Клод виновато опустила голову.
– Я и обманул.., немного. Жанна не хотела, чтобы я возвращался. Но сидеть в городе, когда она тут.., воюет… Лучше я буду где-нибудь рядом.., помогу по мере сил… Я могу перевязывать раны, или подносить стрелы. Это ведь тоже нужно, да?
Господин Экуй пожал плечами.
– Делай, как знаешь.
Сам он намеревался попроситься в какой-нибудь отряд, потому что был уверен – штурм Турели надолго не отложат – и ушёл от обоза, едва сражение было окончено. Однако, глубокой ночью снова вернулся, страшно злой, и, расстелив свой плащ, улёгся на него, ни с кем не разговаривая и ни на кого не глядя.
– Не взяли, ясное дело, – сказал какой-то ополченец, тоже раненный в руку и недавно прибывший к обозу для смены солдат сопровождения.
Те давно ушли к своим отрядам, продовольствие и запасное снаряжение оставив легко раненным горожанам, которые до темноты занимались его разгрузкой и раздачей. Все они тихо шептались о завтрашнем дне, нисколько не сомневаясь, что Дева поведёт войска на штурм Турели, и все считали, что это правильно, потому что не победить она не может.
Возбуждение от побед и надежды на новую – такую желанную, что невыносимо было даже думать о ней, потому что радость не помещалась в груди – мешали спать. А когда небо на востоке посерело и от палатки Жанны к спящему войску пошли, едва различимые в сумраке священники, стало и вовсе не до сна. Обозный лагерь зашевелился, завозился, гася костры, и потянулся к просыпающемуся войску, чтобы вместе отстоять мессу.
– Пойдёмте и мы, господин Гийом, – потолкала нового знакомого Клод.
Тот сел, потёр раненную руку и хмуро глянул на занимающийся рассвет.
– Никогда не бывал в сражениях… В Орлеан пришёл ради Девы, потому что верил и верю… Хотел быть полезным… А сам когда-то даже волосы толком стричь не научился…
Клод посмотрела удивлённо. Экуй говорил так, словно продолжал какой-то разговор, который вел внутри себя всю эту ночь, когда лежал, отвернувшись ото всех.
– Но вы же были ранены, – робко вставила она.
– Ну да… В городе. Ржавым гвоздём, когда помогал перетаскивать бомбарду с одной позиции на другую.

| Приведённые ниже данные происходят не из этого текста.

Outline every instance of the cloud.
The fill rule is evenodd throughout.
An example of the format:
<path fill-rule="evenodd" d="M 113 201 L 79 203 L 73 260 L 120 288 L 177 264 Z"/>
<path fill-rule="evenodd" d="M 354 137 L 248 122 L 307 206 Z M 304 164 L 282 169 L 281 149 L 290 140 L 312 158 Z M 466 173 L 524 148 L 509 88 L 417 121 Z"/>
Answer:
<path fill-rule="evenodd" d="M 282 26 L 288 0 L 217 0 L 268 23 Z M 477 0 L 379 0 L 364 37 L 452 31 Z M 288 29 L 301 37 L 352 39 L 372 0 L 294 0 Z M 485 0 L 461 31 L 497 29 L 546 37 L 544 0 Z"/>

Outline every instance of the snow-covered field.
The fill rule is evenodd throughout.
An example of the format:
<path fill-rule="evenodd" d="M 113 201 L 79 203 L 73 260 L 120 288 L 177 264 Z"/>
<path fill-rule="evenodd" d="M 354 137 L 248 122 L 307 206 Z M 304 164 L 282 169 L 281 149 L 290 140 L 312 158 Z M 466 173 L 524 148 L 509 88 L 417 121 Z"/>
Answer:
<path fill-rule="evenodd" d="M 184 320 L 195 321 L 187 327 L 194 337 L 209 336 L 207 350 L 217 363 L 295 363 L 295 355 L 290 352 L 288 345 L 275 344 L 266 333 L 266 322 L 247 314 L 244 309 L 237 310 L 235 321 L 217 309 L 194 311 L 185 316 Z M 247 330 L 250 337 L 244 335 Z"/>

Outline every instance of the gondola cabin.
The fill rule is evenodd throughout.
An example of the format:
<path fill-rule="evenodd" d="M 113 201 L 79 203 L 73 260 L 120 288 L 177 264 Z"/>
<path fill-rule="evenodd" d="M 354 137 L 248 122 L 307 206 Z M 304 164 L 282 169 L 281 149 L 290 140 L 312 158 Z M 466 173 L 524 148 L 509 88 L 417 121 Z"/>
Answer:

Распорол руку до локтя.., потом загноилось. Достойное ранение, ничего не скажешь! Меня тогда господин какой-то высмеял – я своей крови сильно испугался. А вчера, когда пошёл в отряд проситься, как раз, на него и налетел. Оказалось – войсковой капитан, господин де Сарнэ… Он меня вспомнил. И велел на пушечный выстрел не подпускать… Сказал, таким место у обоза. Вот и вся помощь…
Экуй, в отчаянии, опустил голову на руки. А когда Клод присела рядом, отвернулся.
– Меня тоже отослали в город, чтобы не мешался, – ласково дотронулась до его руки девушка. – А помочь и мне хочется.
– Тебя в сражение я бы сам не пустил, – буркнул Экуй. – Но мне своё право на будущую жизнь отвоевать нужно. Иначе никак! На мне грех тяжёлый – я свою прежнюю веру предал, а к новой пришёл трудно, не всегда достойно… Мне очиститься надо… Кровью.
Клод покачала головой.
– Кровью себя только пятнают.
– Не всегда. Если я это чистилище пройду, сам себя прощу и от стыда избавлюсь.
Девушка внимательно посмотрела Экую в лицо. Что ж, в конце концов, у каждого своя правда.
– Так иди, – сказала она. – Сегодня никто не запретит тебе идти за Жанной.
Экуй усмехнулся и развёл руками.
– С чем?! Меча мне никто не даст, даже убитые, потому что всё оружие давно собрали для войска. А здесь, – он кивнул на обоз, – только шлемы да стрелы.
– Я бы дал тебе свой, – неуверенно пожала плечом Клод, – но он слишком короткий для воина.
В подтверждение слов, она вытащила клинок из ножен, но лицо Экуя мгновенно прояснилось.
– Короток? Ничего, в моей руке удлинится! Только.., ты-то как?… Хотя, может так и лучше. Тебе, мальчик у обоза самое место…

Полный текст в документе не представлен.